Harold Acton - Life

Life

Acton was born into a prominent Anglo-Italian-American family at Villa La Pietra, his parents' house one mile outside the walls of Florence, Italy. He claimed that his great-great-grandfather was Commodore Sir John Acton, who was prime minister of Naples under Ferdinand IV, and grandfather of the Roman Catholic historian John Acton. However, the basis of this has been disputed.

Harold was in fact the great-great grandson of Sir John's younger brother Joseph Acton (1 Oct 1737-12 Jan 1830) via his eldest son Charles.

His father was the successful art collector and dealer Arthur Acton (1873–1953), the illegitimate son of Eugenio Acton. His mother Hortense Mitchell (1871–1962), was heiress to John J. Mitchell, the President of the Illinois Trust and Savings Bank and also a trustee of the Art Institute of Chicago who was appointed a member of the Federal Advisory Council.
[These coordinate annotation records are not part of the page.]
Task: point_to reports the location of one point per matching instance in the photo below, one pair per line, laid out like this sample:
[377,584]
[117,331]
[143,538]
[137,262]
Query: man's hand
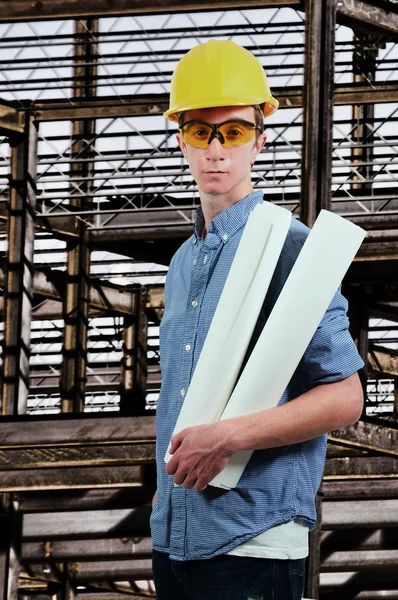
[199,454]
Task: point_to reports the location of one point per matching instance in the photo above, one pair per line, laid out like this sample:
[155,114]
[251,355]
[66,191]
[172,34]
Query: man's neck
[213,205]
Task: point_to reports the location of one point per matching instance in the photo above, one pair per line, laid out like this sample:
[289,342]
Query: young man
[249,542]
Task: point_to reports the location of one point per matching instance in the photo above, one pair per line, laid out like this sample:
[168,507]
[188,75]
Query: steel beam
[375,436]
[45,431]
[129,522]
[74,478]
[12,120]
[318,109]
[51,454]
[74,364]
[364,467]
[10,547]
[127,106]
[95,499]
[134,360]
[364,71]
[131,570]
[314,558]
[383,360]
[360,560]
[123,548]
[363,513]
[370,14]
[362,538]
[19,267]
[102,296]
[361,489]
[25,10]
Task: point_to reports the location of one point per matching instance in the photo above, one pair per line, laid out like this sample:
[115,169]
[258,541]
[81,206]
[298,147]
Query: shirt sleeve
[331,355]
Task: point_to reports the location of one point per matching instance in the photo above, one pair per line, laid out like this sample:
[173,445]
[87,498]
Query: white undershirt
[287,541]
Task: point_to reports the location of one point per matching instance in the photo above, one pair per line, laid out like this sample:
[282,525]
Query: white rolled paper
[235,317]
[321,265]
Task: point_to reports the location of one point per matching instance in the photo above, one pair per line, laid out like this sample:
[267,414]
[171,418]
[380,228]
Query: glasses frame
[214,129]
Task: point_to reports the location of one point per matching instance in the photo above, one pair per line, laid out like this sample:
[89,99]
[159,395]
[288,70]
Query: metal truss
[112,199]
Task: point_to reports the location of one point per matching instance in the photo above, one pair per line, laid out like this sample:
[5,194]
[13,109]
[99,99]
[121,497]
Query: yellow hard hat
[219,73]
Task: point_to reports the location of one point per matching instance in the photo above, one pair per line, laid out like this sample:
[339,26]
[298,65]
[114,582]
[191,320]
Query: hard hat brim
[270,107]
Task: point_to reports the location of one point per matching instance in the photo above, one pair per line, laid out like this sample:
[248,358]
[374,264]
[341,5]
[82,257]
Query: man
[249,542]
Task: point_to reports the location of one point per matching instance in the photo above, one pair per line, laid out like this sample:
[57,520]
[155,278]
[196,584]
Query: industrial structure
[94,200]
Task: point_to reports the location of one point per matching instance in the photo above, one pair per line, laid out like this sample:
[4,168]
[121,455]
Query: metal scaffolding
[94,200]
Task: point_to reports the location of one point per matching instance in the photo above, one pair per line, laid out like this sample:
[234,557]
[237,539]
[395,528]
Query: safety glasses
[232,133]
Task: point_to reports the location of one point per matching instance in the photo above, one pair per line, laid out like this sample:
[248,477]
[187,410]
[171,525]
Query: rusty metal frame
[19,271]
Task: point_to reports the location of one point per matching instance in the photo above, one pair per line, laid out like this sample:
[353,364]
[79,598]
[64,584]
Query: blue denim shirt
[278,484]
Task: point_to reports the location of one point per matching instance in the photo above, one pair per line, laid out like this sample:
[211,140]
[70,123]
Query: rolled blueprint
[235,317]
[321,265]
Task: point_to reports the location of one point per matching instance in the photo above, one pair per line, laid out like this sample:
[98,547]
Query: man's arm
[200,453]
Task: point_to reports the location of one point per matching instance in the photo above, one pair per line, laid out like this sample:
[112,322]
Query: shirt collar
[227,223]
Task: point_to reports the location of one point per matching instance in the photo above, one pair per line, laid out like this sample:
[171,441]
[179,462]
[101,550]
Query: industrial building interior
[95,198]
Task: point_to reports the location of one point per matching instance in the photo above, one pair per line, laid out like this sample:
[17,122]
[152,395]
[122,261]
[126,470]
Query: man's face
[218,170]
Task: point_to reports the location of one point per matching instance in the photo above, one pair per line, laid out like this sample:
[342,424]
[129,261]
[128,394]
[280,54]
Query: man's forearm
[318,411]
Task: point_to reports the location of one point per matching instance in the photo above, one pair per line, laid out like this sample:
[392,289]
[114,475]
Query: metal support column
[134,361]
[314,558]
[318,108]
[10,545]
[19,271]
[76,303]
[364,70]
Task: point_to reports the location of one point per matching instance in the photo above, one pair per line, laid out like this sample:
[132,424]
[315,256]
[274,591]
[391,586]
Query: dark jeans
[228,577]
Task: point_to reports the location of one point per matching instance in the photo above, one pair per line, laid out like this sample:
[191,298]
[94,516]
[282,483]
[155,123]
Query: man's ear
[258,146]
[182,145]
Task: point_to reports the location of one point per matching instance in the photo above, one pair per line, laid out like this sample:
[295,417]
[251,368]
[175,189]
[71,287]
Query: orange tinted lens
[236,133]
[196,134]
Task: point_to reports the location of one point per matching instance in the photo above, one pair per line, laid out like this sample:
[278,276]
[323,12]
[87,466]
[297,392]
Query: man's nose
[215,150]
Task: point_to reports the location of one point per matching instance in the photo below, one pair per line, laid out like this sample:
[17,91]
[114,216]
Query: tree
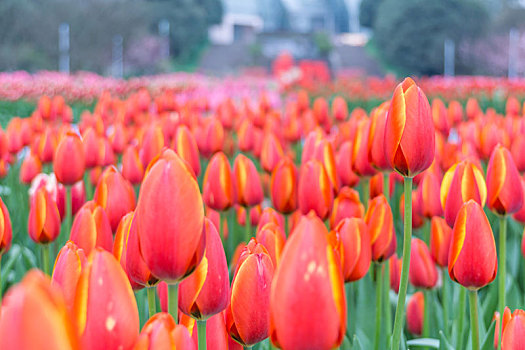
[410,34]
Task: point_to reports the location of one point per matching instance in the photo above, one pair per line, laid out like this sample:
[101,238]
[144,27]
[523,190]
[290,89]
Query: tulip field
[188,212]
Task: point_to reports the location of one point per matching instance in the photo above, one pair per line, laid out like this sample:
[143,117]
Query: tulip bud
[415,312]
[315,191]
[218,191]
[309,265]
[115,195]
[34,317]
[247,314]
[67,270]
[6,231]
[462,182]
[346,205]
[381,228]
[105,320]
[504,191]
[423,272]
[44,220]
[284,186]
[357,248]
[206,291]
[409,131]
[472,260]
[170,216]
[247,182]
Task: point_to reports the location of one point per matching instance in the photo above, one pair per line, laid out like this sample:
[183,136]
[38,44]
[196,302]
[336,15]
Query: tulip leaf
[444,343]
[488,342]
[424,343]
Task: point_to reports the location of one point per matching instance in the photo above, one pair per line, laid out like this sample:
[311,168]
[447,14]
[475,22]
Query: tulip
[357,248]
[423,272]
[169,218]
[247,314]
[34,316]
[315,191]
[115,195]
[69,160]
[462,182]
[513,334]
[415,312]
[283,186]
[346,205]
[205,292]
[105,320]
[91,228]
[308,264]
[68,267]
[217,188]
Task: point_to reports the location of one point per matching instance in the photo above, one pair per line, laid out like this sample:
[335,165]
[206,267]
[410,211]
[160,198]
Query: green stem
[474,326]
[365,188]
[386,301]
[151,301]
[403,284]
[461,316]
[502,266]
[379,296]
[173,301]
[45,259]
[248,226]
[444,301]
[201,328]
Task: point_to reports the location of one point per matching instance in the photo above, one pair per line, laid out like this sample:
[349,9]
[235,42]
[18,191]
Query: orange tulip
[315,191]
[115,195]
[283,186]
[206,291]
[247,314]
[67,270]
[44,220]
[409,131]
[440,235]
[462,182]
[105,320]
[132,168]
[423,272]
[357,248]
[247,182]
[415,312]
[472,258]
[381,228]
[309,265]
[170,216]
[504,191]
[34,316]
[218,191]
[513,331]
[185,146]
[6,231]
[346,205]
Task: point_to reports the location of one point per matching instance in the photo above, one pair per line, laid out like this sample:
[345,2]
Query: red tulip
[34,317]
[315,191]
[423,272]
[409,131]
[472,258]
[115,195]
[504,191]
[308,265]
[206,291]
[169,218]
[247,314]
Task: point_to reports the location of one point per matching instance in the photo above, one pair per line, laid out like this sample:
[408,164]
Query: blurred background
[124,38]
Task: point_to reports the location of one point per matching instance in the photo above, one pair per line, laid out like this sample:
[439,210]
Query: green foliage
[410,34]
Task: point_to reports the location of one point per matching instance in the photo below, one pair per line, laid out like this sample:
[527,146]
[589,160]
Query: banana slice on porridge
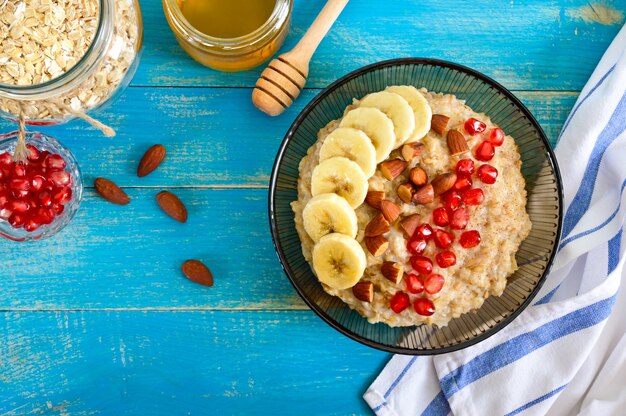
[329,213]
[341,176]
[397,109]
[421,110]
[378,127]
[339,261]
[352,144]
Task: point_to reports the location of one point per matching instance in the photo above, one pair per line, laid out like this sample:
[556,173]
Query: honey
[227,18]
[229,35]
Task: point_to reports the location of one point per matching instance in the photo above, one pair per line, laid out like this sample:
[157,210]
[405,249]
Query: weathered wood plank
[174,363]
[531,44]
[213,136]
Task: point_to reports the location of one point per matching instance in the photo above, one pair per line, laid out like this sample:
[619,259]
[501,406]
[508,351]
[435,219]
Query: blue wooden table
[99,319]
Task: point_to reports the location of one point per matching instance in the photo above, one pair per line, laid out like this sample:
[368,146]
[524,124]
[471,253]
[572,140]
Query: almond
[376,245]
[172,206]
[392,271]
[456,143]
[111,192]
[390,211]
[391,169]
[197,272]
[151,160]
[412,150]
[409,224]
[405,192]
[418,176]
[439,123]
[424,195]
[364,291]
[377,226]
[374,198]
[443,182]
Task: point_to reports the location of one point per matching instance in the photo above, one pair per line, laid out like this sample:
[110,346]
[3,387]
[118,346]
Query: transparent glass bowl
[42,142]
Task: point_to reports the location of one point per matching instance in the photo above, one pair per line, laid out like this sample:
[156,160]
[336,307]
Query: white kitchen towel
[565,354]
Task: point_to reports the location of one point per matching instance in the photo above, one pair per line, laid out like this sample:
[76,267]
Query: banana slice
[376,125]
[397,109]
[339,261]
[341,176]
[421,109]
[329,213]
[352,144]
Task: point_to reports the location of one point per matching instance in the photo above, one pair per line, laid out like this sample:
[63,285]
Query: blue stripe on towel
[438,406]
[512,350]
[536,401]
[591,91]
[582,200]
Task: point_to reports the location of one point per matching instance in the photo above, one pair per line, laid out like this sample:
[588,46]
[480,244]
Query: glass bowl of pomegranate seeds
[533,257]
[40,196]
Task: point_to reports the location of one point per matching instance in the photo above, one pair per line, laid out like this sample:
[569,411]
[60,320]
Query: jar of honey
[233,35]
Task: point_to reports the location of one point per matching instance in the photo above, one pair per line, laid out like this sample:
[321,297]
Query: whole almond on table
[376,245]
[391,169]
[374,198]
[364,291]
[151,160]
[443,182]
[172,206]
[197,272]
[412,150]
[439,123]
[392,271]
[377,226]
[457,144]
[424,195]
[110,191]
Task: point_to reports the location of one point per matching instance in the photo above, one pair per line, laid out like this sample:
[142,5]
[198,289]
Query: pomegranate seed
[416,245]
[424,306]
[423,231]
[474,196]
[487,174]
[443,239]
[422,264]
[399,302]
[462,183]
[414,283]
[17,220]
[470,239]
[440,217]
[54,162]
[434,283]
[445,259]
[496,136]
[473,126]
[60,178]
[33,152]
[459,219]
[18,206]
[31,225]
[57,209]
[6,160]
[62,196]
[465,167]
[485,151]
[452,200]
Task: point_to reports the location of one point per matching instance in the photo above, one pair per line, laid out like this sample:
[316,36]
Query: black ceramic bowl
[539,168]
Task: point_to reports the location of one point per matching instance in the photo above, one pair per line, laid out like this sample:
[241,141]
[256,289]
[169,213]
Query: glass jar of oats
[60,59]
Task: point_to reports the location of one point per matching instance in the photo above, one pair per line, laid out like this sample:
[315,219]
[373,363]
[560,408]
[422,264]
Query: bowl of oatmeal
[415,206]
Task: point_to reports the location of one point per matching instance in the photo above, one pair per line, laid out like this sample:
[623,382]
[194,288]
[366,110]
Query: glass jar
[42,143]
[232,54]
[104,70]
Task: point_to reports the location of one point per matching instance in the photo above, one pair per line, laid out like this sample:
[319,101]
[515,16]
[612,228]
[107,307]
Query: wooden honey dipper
[283,79]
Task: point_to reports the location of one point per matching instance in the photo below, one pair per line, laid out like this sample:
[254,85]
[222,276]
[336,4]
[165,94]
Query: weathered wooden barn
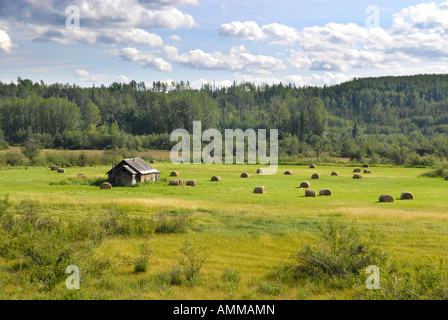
[131,171]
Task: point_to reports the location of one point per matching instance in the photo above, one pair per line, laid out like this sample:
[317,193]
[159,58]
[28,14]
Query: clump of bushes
[440,171]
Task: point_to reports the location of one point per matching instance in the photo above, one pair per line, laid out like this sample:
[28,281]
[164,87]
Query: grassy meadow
[246,235]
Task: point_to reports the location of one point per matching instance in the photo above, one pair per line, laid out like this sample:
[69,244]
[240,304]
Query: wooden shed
[132,171]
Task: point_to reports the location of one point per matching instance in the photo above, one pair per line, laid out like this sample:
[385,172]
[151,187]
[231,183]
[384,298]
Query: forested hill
[401,119]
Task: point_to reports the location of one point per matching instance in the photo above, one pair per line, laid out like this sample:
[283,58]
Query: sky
[314,42]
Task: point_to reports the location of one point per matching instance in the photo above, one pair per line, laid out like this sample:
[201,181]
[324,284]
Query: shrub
[440,171]
[231,276]
[270,289]
[341,251]
[142,263]
[176,223]
[194,256]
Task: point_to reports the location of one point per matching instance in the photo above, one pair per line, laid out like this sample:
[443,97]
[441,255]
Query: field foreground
[246,235]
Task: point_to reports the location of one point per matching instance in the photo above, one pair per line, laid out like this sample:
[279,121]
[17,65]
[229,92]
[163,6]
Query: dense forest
[400,120]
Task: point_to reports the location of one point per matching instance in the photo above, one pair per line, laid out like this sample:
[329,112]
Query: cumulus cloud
[85,76]
[146,59]
[175,37]
[248,30]
[6,43]
[238,59]
[418,34]
[102,21]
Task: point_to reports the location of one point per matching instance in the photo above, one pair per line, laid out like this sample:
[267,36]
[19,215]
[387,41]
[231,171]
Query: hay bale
[305,184]
[177,182]
[386,198]
[325,192]
[261,189]
[407,196]
[106,186]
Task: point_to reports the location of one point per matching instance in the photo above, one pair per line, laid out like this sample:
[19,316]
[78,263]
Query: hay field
[247,232]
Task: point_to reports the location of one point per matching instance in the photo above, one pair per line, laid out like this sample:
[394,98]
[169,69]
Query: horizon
[305,43]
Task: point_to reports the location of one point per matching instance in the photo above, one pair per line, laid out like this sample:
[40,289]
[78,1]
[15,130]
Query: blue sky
[301,42]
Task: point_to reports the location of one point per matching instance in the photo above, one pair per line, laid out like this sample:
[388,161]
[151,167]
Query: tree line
[403,120]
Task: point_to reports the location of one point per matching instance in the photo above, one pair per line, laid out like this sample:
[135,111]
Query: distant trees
[402,119]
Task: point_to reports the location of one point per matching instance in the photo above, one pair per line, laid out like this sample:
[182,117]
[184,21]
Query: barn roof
[136,166]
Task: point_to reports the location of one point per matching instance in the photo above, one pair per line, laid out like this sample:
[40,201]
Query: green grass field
[246,232]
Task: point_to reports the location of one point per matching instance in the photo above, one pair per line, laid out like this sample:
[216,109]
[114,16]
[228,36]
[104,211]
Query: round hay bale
[407,196]
[305,184]
[192,183]
[325,192]
[261,189]
[386,198]
[177,182]
[106,186]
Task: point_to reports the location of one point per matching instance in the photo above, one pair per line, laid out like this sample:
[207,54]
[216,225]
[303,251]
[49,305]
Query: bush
[341,251]
[194,256]
[175,223]
[142,263]
[440,171]
[231,276]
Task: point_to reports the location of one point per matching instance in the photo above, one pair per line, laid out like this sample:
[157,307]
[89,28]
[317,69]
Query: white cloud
[248,30]
[175,37]
[238,59]
[6,43]
[85,76]
[103,22]
[146,59]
Arthur met Hortense in Chicago while helping to design the Italianate features of the bank's new building in 1896. The Mitchell fortune allowed Arthur to buy the remarkable Villa La Pietra on the hills of Florence, where Harold lived for much of his life. The only modern furniture in the villa was in the nurseries, and that was disposed of when the children got older (Harold's younger brother William was born in 1906).

His early schooling was at Miss Penrose's private school in Florence. In 1913 his parents sent him to Wixenford preparatory school near Reading in southern England, where Kenneth Clark was a fellow-pupil. By 1916 submarine attacks on shipping had made the journey to England unsafe and so Harold and his brother were sent in September to Chateau de Lancy, an international school near Geneva. In the autumn of 1917 he went to a 'crammer' at Ashlawn in Kent, in order to be prepared for Eton, which he entered on 1 May 1918. Among his contemporaries at Eton were Eric Blair (the writer George Orwell), Cyril Connolly, Robert Byron, Alec Douglas-Home, Ian Fleming, Brian Howard, Oliver Messel, Anthony Powell, Henry Yorke (the novelist Henry Green). In his final years at school Harold became a founding member of the Eton Arts Society, and eleven of his poems appeared in The Eton Candle, edited by his friend Brian Howard.

In October 1923 Harold went up to Oxford to read Modern Greats at Christ Church. It was from the balcony of his rooms in Meadow Buildings that he declaimed passages from The Waste Land through a megaphone, an episode recalled in Brideshead Revisited which Waugh gives to the character of Anthony Blanche. While at Oxford he co-founded the avant garde magazine The Oxford Broom, and published his first book of poems, Aquarium (1923). In 1926 he acted as a special constable during the General Strike, apolitical as he was, and took his degree. In October he took an apartment in Paris, at 29 Quai de Bourbon, and had his portrait painted by Pavel Tchelitcheff. Moving between Paris and London in the next few years, Harold sought to find his voice as a writer. In 1927 he began work on a novel, and a third book of poems, Five Saints and an Appendix, came out early the following year. This was followed by a prose fable, Cornelian, in March. In July Harold acted as Best Man at the wedding of Evelyn Waugh to the Honourable Evelyn Gardner. Waugh’s Decline and Fall bore a dedication to Harold ‘in Homage and Affection’, but when Harold’s own novel – disastrously entitled Humdrum – appeared in October 1928, it was slated in comparison with Decline and Fall by critics such as Cyril Connolly.

In the later 1920s Harold frequented the London salon of Lady Cunard, where at various times he encountered Ezra Pound, Joseph Duveen and the Irish novelist George Moore. On visits to Florence he cemented his friendship with Norman Douglas, who wrote an introduction to Harold’s translation of a lubricious 18th-century memoir of Giangastone de’ Medici, The Last of the Medici, privately printed in Florence in 1930 as part of the Lungarno Series. A fourth collection of poems, This Chaos, was published in Paris by Harold’s friend Nancy Cunard, though the Giangastone translation pointed in a more promising direction. History was indeed to prove far more congenial to Harold than poetry. His The Last Medici (not to be confused with the earlier book of similar title) was published by Faber in 1932, the first of a series of distinguished contributions to Italian historical studies.